Artık Allah Teala'nın Lût kavmine takdir ettiği azabın vakti gelmişti. Melekler, Hazreti Lûta: "Geceleyin bir ara, ailenle beraber
yola çık. Karının dışında kimse geri kalmasın. Doğrusu onların başına gelenler onun
başına da gelecektir. Vadeleri gün doğana kadardır. Gün doğması yakın değil mi?" (Hûd, 11/81). "Bu kasaba
halkının yaptıkları yolsuzluklardan ötürü gökten elbette bir azap
indireceğiz" (el-Ankebut, 29/34). Sabahleyin Sedom müthiş bir zelzele ile sarsıldı. Halkın üzerine kime isabet
edeceği yazılı taşlar yağdırıldı. Böylece ahlaksızlıklarının cezasını görmüş oldular (Abdulfettah Tabbara, Ma'al Enbiya'
Fil-Kur'an, s, 142-146; Muhammed Ahmed Cad, Kısasu'l-Kur'an, 68-76).

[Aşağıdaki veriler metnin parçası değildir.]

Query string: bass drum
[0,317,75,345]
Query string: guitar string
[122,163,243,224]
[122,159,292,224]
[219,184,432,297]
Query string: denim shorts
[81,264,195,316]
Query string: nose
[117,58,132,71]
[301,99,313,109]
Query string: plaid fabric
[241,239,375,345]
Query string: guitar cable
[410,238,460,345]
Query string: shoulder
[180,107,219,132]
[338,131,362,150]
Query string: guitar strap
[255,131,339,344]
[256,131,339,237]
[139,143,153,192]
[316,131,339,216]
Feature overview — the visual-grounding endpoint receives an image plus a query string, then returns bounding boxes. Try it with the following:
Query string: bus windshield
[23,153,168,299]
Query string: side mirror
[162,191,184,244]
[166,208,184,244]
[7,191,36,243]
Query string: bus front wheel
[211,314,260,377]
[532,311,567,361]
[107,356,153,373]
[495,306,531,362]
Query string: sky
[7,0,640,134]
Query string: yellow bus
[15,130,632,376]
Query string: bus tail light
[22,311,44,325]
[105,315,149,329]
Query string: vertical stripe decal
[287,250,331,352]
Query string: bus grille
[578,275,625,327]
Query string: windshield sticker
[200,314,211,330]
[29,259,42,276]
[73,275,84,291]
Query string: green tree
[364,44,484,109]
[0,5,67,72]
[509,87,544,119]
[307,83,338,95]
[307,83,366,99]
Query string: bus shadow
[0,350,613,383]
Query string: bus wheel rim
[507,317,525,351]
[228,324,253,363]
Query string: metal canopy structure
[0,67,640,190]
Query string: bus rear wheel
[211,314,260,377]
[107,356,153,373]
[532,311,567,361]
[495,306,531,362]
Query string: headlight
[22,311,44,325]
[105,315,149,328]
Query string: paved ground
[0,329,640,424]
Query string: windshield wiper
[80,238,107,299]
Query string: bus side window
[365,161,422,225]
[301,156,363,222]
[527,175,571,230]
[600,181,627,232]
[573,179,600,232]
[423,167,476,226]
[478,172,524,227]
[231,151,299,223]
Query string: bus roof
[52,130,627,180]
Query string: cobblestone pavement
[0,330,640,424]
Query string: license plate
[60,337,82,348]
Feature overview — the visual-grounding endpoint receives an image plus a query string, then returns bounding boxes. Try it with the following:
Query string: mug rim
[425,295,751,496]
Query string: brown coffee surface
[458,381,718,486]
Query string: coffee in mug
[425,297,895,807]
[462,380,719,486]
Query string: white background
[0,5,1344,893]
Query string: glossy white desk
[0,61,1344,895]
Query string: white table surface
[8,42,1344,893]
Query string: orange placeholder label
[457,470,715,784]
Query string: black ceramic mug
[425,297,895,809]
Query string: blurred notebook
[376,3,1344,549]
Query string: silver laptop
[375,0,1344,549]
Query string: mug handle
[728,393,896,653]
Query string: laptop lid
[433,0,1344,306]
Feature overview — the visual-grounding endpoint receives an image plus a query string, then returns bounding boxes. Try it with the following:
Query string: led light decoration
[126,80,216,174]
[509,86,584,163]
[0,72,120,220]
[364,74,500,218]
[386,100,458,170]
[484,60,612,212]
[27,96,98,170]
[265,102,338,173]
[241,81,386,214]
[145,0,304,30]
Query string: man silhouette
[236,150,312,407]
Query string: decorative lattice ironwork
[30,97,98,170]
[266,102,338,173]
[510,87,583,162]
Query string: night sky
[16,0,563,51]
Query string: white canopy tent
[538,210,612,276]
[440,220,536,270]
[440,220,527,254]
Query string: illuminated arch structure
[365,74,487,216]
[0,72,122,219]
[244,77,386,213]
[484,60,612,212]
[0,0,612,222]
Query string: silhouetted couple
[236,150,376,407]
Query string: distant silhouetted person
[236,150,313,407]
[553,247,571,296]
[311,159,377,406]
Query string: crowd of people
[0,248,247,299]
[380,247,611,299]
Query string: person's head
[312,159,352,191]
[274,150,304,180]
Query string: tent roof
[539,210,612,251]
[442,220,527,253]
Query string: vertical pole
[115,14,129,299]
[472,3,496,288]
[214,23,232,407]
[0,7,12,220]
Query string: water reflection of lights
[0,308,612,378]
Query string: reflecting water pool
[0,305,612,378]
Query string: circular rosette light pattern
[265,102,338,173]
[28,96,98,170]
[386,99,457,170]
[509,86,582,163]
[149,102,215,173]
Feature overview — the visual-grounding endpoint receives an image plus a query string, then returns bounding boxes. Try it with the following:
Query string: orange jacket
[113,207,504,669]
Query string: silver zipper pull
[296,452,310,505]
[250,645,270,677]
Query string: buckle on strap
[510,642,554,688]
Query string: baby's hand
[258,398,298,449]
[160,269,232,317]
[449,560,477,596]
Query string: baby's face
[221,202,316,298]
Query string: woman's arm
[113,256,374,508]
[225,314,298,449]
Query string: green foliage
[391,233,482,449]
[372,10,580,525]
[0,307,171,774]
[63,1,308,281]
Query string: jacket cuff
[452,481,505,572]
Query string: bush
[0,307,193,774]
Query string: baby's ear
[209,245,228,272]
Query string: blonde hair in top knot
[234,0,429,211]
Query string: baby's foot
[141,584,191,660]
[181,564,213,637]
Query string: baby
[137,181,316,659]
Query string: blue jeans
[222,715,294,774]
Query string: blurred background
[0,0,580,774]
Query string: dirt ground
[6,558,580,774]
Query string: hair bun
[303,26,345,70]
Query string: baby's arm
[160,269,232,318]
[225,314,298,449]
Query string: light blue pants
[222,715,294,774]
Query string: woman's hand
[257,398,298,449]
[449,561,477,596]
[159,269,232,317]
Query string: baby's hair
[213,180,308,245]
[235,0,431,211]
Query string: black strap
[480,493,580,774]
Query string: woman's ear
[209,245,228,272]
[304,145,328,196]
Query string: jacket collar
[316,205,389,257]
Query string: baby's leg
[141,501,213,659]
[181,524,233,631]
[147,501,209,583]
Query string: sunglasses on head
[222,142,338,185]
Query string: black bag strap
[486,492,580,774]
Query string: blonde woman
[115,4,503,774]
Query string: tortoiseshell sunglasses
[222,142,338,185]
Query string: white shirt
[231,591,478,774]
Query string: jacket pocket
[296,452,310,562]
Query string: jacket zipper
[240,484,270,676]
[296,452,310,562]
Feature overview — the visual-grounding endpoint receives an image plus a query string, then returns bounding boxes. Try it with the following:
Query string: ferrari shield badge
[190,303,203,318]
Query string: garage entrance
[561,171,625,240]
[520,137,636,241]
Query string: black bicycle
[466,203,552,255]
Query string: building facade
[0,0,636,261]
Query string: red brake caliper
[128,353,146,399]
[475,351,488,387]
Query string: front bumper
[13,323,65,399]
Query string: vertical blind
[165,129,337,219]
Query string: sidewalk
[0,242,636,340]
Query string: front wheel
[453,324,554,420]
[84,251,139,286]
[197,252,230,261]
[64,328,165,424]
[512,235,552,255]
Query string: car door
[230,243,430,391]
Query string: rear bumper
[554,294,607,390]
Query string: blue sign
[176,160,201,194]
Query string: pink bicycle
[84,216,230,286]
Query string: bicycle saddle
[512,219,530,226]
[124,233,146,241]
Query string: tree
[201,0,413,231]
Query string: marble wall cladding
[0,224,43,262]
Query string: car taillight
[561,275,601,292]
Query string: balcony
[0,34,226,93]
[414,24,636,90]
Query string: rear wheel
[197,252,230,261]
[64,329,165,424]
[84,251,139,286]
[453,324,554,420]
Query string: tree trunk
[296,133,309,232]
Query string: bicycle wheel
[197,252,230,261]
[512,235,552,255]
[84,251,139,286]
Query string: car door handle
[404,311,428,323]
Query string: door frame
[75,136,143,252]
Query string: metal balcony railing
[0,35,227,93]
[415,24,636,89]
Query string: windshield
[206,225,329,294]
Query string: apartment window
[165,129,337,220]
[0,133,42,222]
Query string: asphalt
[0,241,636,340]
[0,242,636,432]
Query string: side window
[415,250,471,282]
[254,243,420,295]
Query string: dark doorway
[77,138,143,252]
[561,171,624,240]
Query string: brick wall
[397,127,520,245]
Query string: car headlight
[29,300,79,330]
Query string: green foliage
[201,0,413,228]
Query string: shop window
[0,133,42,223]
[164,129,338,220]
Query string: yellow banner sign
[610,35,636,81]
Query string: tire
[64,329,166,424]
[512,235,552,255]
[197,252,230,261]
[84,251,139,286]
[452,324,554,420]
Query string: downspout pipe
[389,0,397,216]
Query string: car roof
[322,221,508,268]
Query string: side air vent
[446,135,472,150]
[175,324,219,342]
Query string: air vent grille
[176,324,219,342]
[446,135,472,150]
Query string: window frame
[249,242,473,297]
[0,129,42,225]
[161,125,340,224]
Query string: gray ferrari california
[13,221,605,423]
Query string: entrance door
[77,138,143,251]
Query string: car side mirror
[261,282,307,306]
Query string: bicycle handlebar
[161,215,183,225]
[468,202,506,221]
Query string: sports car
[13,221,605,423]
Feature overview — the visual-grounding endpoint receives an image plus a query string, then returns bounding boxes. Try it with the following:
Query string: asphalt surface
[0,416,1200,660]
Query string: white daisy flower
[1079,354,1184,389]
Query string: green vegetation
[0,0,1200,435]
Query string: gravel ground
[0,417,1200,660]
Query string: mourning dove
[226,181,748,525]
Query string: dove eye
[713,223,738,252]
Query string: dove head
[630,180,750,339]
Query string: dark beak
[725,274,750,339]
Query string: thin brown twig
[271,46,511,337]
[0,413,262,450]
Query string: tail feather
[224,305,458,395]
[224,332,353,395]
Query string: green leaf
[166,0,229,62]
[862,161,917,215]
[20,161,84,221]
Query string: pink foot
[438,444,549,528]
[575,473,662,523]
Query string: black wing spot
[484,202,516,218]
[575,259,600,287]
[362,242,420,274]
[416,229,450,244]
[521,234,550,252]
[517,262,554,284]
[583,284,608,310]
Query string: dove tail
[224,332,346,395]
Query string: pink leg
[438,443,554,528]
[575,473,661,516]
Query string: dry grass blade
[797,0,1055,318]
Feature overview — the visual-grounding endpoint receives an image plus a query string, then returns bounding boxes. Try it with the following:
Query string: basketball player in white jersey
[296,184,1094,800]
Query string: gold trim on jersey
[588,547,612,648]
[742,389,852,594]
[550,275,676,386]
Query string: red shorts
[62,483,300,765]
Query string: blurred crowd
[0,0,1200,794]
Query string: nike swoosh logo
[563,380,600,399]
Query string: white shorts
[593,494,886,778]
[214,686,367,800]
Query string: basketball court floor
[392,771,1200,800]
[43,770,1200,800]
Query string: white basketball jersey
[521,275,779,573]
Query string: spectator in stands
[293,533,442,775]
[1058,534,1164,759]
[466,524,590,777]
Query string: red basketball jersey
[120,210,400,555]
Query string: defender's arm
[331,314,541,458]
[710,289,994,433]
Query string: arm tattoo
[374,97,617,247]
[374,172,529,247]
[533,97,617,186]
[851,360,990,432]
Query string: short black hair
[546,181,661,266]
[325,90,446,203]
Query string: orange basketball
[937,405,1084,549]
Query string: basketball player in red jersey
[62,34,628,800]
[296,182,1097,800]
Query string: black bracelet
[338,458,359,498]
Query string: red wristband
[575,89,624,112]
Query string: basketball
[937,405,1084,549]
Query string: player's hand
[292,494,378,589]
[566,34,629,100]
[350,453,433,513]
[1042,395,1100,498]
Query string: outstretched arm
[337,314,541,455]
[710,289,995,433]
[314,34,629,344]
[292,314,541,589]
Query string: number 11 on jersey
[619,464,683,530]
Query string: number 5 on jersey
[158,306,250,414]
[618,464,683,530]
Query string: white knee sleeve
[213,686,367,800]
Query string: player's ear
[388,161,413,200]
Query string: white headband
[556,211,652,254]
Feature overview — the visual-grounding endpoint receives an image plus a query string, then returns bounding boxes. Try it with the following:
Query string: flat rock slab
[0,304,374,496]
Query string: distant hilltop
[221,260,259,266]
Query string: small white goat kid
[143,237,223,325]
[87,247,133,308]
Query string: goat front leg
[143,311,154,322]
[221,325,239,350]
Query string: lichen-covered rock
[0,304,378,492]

Bundan sonrası da Kur'an-ı Kerim'de şöyle anlatılır:
"Buyurduğumuz gelince oraların altını üstüne getirdik;
üzerine de Rabbinin katından işaretli olarak yığın yığın sert taş yağdırdık. Bunlar zalimlerden hiç bir zaman uzak olmayacaktır"
(Hûd, 11/82-83).
"Tanyeri ağarırken çığlık onları yakalayıverdi.
Memleketlerini alt üst ettik; üzerlerine sert taş yağdırdık. Bunda, görebilen insanlar için ibretler vardır. O şehrin kalıntıları işlek yollar üzerinde hala durmaktadır. Bunda
inananlar için ibret vardır" (el-Hicr, 15/73-77).
"Bunun üzerine onu (Lût'u) ve ailesini kurtardık. Yalnız karısının geride kalanlardan olmasını gerekli bulduk. Ge-
ride kalanların üzerine bir yağmur yağdırdık. Uyarılan, fakat yola gelmeyenlerin yağmuru ne kötü idi"
(en-Neml, 27/57-59).
"Andolsun ki, sabah erken, önü alınmaz bir azab başlarına geldi. Azabımı ve uyarılarımı dinlememenin
sonucunu tadın" dedik (el-Kamer, 54/38-39).
Görüldüğü gibi, Lût'un kıssasındaki en büyük özellik onun eşcinsellikle yaptığı mücadeledir. Eşcinsellik
İslam'da en büyük günahlar arasındadır. Eşcinselliğe livata * yada lûtilik * denmesi, bu çirkin fiili ilk olarak bu kavmin işlemesinden dolayıdır. Yine görüldüğü gibi Kur'an-ı Kerim, bu iğrenç fiili yapanları kınamakta ve
faillerinin dünya ve ahirette büyük azap göreceklerini ifade etmektedir.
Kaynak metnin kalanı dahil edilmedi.